The Senate looks to be on track to pass its immigration overhaul today, getting out of town for the July Fourth recess a day early.

After two more largely anticlimactic votes, it appears to be all systems go for a final passage vote Thursday afternoon, sending a bill that would significantly rewrite immigration and border security laws for the first time since 1986 to the House of Representatives, which plans to take a decidedly different approach.

In the second of the three early Thursday votes, senators voted, 68-32, to limit debate on the underlying bill. That was well clear of the 60 votes required to invoke cloture under Senate rules, but short of the 70 votes that supporters had said would put pressure on House Republican leadership to take up the bill.

(Also on Roll Call: 70 Votes for Immigration Seems a Stretch, and May Be Moot | Hawkings Here)

Ahead of the morning votes, Minority Leader Mitch McConnell made the not unexpected announcement that he would oppose final passage. The Kentucky Republican has largely stayed in the shadows, deferring to other GOP senators on the immigration question and declining to engage in public procedural spats with Majority Leader Harry Reid, D-Nev., on the issue with the bill on the floor.

“It’s with a great deal of regret, for me at least, that the final bill didn’t turn out to be something I can support,” McConnell said. “The reason is fairly simple. As I see it, this bill just doesn’t meet the threshold test for success that I outlined at the start of this debate. It just doesn’t say to me, at least, that we’ve learned the lessons of 1986, and that we won’t find ourselves right back in the same situation we found ourselves in after that reform.”

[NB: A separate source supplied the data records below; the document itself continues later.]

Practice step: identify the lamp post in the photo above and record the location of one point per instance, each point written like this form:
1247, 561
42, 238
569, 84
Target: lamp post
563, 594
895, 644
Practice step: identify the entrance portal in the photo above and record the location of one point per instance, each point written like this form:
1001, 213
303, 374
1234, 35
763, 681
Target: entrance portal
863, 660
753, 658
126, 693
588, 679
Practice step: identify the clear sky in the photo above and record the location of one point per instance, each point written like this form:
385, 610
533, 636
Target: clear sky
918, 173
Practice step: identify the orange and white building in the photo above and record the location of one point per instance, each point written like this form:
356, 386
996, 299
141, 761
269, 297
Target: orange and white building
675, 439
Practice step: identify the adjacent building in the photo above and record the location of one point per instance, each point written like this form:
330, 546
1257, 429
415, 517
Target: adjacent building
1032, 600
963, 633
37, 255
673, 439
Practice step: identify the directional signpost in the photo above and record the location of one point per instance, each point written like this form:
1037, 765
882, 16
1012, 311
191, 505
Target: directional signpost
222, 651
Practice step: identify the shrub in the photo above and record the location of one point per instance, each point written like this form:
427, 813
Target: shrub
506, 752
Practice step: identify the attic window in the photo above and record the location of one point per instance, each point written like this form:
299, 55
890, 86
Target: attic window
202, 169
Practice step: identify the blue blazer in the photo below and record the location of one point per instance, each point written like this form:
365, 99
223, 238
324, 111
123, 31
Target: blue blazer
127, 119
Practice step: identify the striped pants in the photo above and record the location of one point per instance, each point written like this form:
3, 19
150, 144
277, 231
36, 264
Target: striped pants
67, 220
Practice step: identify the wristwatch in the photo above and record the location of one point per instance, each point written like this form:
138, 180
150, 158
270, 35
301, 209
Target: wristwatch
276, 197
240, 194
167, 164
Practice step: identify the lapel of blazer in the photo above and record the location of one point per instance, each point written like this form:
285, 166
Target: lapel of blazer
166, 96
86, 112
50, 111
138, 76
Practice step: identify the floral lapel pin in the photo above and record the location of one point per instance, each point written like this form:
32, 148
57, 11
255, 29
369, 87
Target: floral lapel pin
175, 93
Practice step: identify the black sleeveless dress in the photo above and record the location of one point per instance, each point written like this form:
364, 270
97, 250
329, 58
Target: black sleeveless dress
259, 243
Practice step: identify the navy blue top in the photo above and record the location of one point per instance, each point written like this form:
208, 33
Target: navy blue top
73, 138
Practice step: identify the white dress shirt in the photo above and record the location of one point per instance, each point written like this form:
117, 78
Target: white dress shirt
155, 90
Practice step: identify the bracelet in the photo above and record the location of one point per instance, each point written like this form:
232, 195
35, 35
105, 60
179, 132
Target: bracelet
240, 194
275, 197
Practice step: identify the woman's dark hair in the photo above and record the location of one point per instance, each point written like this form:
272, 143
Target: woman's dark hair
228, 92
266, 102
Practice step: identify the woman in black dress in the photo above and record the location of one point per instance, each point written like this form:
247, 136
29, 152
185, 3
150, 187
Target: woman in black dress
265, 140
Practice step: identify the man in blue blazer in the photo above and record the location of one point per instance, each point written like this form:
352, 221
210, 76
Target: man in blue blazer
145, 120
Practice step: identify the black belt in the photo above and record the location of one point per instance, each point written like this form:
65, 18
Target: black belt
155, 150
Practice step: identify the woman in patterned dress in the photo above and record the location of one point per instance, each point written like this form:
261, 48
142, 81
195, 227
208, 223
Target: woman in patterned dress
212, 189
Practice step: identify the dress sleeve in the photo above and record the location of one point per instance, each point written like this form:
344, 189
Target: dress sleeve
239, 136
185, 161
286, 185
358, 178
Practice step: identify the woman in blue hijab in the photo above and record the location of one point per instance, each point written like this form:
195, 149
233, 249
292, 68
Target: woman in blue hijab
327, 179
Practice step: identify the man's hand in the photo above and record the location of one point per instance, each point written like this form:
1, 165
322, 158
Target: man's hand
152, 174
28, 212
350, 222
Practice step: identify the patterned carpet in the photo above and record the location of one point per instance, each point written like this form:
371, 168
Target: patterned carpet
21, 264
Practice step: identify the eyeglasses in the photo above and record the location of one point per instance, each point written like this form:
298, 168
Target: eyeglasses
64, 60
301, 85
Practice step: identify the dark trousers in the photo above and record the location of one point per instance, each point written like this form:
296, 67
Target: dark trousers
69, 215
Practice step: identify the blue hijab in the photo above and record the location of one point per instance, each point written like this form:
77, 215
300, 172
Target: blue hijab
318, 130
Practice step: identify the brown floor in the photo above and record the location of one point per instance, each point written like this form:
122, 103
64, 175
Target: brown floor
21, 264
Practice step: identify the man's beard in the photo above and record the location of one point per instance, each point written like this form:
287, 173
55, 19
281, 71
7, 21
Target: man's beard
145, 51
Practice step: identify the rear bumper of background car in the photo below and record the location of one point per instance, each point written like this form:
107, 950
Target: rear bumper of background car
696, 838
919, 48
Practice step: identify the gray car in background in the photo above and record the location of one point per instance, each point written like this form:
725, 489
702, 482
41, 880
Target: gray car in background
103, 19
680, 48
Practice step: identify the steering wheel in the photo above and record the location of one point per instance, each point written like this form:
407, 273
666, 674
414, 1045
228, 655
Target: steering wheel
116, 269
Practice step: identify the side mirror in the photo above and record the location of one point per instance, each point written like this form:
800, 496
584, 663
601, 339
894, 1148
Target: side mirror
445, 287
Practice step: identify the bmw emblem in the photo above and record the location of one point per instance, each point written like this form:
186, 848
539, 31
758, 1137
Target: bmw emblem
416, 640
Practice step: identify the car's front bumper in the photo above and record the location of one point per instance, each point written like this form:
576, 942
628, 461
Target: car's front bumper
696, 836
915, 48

There’s likely to be few, if any, changes from that tally on the final passage vote, which appears on track to take place around 4 p.m. Thursday afternoon.

Reid said Thursday morning that he hoped to set up the getaway vote as soon as possible, before adding “but if people want to delay it they can.” Indeed, if senators wanted to take all the time available to them, the measure would not be up for final passage until Friday.

Reid also called for senators to vote from their desks on final passage of the immigration bill, in a nod to the importance of the measure. That’s one move for which the majority leader doesn’t actually need unanimous consent.